Witold Nazarewicz

Hannah Distinguished Professor, Department of Physics & Astronomy
Location: 2059 Cyclotron Bldg
Profile photo of  Witold Nazarewicz
Photo of: Witold Nazarewicz

Bio

Dr. Witold “Witek” Nazarewicz joined the Facility for Rare Isotope Beams (FRIB) as a Hannah Professor of Physics in March 2014. Prior to coming to MSU Nazarewicz was a professor of physics at both the University of Tennessee and Warsaw University, Poland. He is also a corporate fellow at the Oak Ridge National Laboratory's Physics Division and a member of the Joint Institute for Heavy Ion Research directorate. Here follows information on his research interests and activities.

Atomic nuclei, the core of matter and the fuel of stars, are self-bound collections of protons and neutrons (nucleons) that interact through forces that have their origin in quantum chromo-dynamics. Nuclei comprise 99.9% of all baryonic matter in the Universe. The complex nature of the nuclear forces among protons and neutrons yields a diverse and unique variety of nuclear phenomena, which form the basis for the experimental and theoretical studies. Developing a comprehensive description of all nuclei, a long-standing goal of nuclear physics, requires theoretical and experimental investigations of rare atomic nuclei, e.g., systems with neutron-to-proton ratios larger and smaller than those naturally occurring on earth. The main area of my professional activity is the theoretical description of those exotic, short-lived nuclei that inhabit remote regions of nuclear landscape. Key scientific themes that are being addressed by my research are captured by overarching questions:

What is the nature of the nuclear force that binds protons and neutrons into stable nuclei and rare isotopes?
What are the limits of nuclear existence?
What is the origin of simple patterns in complex nuclei?
How can our knowledge of nuclei and our ability to produce them benefit the humankind?
Most of the above physics problems invite a strong interaction between nuclear physics, many-body-problem, and high-performance computing.

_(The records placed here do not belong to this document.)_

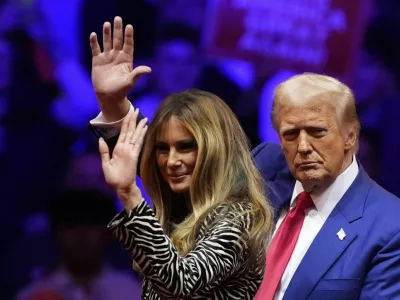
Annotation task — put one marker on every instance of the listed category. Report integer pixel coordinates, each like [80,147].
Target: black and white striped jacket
[217,267]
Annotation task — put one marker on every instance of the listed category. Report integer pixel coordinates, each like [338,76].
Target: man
[338,232]
[347,245]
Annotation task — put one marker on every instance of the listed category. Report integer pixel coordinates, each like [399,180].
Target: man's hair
[306,87]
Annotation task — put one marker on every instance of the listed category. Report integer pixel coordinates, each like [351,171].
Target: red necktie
[282,246]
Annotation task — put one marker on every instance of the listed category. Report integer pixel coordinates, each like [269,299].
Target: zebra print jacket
[217,267]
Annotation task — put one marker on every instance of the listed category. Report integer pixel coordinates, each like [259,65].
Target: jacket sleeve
[218,254]
[382,280]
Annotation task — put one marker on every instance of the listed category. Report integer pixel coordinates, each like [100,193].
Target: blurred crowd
[50,167]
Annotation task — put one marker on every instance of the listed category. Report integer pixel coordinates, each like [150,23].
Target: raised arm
[219,253]
[221,250]
[112,69]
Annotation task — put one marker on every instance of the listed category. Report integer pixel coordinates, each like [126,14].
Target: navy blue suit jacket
[366,263]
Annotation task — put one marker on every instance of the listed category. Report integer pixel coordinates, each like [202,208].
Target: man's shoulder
[381,213]
[383,201]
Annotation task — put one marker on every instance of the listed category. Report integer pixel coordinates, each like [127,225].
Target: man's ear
[351,137]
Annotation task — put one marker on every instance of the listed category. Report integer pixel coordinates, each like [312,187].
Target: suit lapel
[323,252]
[327,247]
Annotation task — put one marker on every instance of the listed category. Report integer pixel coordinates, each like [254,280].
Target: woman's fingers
[139,141]
[131,127]
[129,41]
[124,127]
[117,36]
[94,44]
[136,133]
[107,40]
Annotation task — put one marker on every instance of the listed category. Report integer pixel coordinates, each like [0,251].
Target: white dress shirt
[314,220]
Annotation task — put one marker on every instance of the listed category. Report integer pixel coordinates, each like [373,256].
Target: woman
[207,237]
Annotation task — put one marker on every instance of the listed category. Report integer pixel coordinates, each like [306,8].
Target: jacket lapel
[327,247]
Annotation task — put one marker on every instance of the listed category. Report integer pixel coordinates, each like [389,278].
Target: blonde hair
[224,172]
[306,87]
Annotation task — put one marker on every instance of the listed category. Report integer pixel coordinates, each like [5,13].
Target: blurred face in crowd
[191,13]
[313,141]
[178,66]
[82,247]
[176,154]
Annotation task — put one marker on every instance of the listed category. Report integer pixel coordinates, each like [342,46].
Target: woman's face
[176,154]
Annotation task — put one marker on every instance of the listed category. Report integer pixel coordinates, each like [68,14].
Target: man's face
[313,143]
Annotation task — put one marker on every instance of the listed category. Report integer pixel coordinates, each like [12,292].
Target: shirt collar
[327,201]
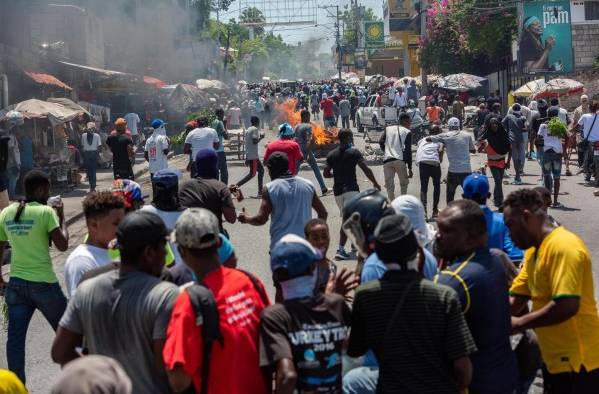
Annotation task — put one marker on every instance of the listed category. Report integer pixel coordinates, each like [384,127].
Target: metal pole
[423,76]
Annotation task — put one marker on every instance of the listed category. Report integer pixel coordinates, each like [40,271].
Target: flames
[288,113]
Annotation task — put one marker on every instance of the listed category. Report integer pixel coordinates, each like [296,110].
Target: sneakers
[342,255]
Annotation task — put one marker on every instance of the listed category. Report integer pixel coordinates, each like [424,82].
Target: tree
[255,17]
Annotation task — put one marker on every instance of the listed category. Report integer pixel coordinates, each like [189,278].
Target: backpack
[207,316]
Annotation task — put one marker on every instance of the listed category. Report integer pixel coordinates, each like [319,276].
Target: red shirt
[234,368]
[327,107]
[290,148]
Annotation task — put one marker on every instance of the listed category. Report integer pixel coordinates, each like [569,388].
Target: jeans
[454,179]
[222,167]
[90,161]
[361,380]
[391,168]
[345,122]
[430,171]
[498,180]
[311,160]
[23,298]
[518,157]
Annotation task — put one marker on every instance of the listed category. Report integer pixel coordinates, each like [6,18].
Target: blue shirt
[499,235]
[482,287]
[374,269]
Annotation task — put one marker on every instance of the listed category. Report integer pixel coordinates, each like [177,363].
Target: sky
[324,32]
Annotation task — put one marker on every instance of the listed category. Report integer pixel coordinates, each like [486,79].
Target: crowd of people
[156,303]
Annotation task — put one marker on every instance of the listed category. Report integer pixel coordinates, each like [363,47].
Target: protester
[428,159]
[557,276]
[103,212]
[476,188]
[202,137]
[396,142]
[30,226]
[341,165]
[156,149]
[458,145]
[303,136]
[124,313]
[90,142]
[121,146]
[231,365]
[515,125]
[206,191]
[287,200]
[286,145]
[93,375]
[402,313]
[219,126]
[284,326]
[480,281]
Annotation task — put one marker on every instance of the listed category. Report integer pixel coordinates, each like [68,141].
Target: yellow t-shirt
[562,268]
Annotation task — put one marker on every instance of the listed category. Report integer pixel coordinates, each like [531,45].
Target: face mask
[301,287]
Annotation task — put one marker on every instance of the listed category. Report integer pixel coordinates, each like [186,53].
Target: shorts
[342,199]
[552,163]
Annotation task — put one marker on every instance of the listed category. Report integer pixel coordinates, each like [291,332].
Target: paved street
[251,243]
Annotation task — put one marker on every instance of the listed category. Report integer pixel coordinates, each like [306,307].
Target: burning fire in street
[321,136]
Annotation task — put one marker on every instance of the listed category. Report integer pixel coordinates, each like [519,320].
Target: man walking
[303,136]
[396,142]
[558,276]
[458,145]
[341,166]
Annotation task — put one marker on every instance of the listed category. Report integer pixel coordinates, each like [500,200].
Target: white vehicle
[371,116]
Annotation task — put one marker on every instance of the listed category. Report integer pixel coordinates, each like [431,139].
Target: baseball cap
[294,254]
[157,123]
[196,228]
[453,123]
[167,178]
[139,229]
[397,231]
[476,186]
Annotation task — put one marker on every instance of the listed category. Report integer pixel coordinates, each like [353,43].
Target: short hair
[472,216]
[313,223]
[403,117]
[96,204]
[33,180]
[524,199]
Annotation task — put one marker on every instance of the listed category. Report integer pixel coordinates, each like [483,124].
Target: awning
[47,79]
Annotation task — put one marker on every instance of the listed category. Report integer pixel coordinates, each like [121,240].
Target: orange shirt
[235,367]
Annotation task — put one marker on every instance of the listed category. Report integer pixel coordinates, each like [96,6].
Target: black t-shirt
[311,332]
[120,155]
[344,162]
[211,194]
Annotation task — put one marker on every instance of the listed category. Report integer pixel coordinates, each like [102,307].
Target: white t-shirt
[132,121]
[155,146]
[96,142]
[586,121]
[550,141]
[428,152]
[169,218]
[200,139]
[82,259]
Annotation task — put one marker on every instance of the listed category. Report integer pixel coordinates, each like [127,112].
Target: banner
[545,43]
[375,34]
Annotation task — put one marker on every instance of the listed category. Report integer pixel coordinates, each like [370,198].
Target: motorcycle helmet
[361,214]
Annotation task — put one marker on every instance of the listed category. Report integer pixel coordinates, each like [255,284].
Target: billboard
[545,43]
[374,34]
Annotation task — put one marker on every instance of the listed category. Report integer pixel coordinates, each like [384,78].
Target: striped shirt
[428,335]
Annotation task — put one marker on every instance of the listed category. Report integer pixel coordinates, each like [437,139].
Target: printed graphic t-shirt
[29,239]
[311,332]
[234,367]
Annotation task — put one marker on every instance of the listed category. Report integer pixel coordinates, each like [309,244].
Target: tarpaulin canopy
[47,79]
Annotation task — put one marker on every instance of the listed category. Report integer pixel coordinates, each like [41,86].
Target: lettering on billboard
[545,44]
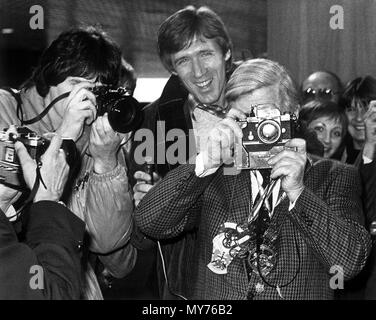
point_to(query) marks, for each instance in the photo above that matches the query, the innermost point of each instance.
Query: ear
(228, 55)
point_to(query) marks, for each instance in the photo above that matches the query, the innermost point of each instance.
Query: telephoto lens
(124, 111)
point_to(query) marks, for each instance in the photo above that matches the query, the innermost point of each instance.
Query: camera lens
(125, 115)
(269, 131)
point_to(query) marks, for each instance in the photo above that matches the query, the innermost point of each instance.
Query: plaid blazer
(323, 230)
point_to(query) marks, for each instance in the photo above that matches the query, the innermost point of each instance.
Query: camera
(36, 145)
(124, 112)
(264, 134)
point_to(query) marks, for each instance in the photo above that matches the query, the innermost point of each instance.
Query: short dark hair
(318, 108)
(178, 31)
(128, 77)
(83, 52)
(361, 89)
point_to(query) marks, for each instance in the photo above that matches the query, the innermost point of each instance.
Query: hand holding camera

# Quantum Many-Body Problem
Heavy nuclei are splendid laboratories of many-body science. While the number of degrees of freedom in heavy nuclei is large, it is still very small compared to the number of electrons in a solid or atoms in a mole of gas. Nevertheless, nuclei exhibit behaviors that are emergent in nature and present in other complex systems. For instance, shell structure, symmetry breaking phenomena, collective excitations, and superconductivity are found in nuclei, atomic clusters, quantum dots, small metallic grains, and trapped atom gases.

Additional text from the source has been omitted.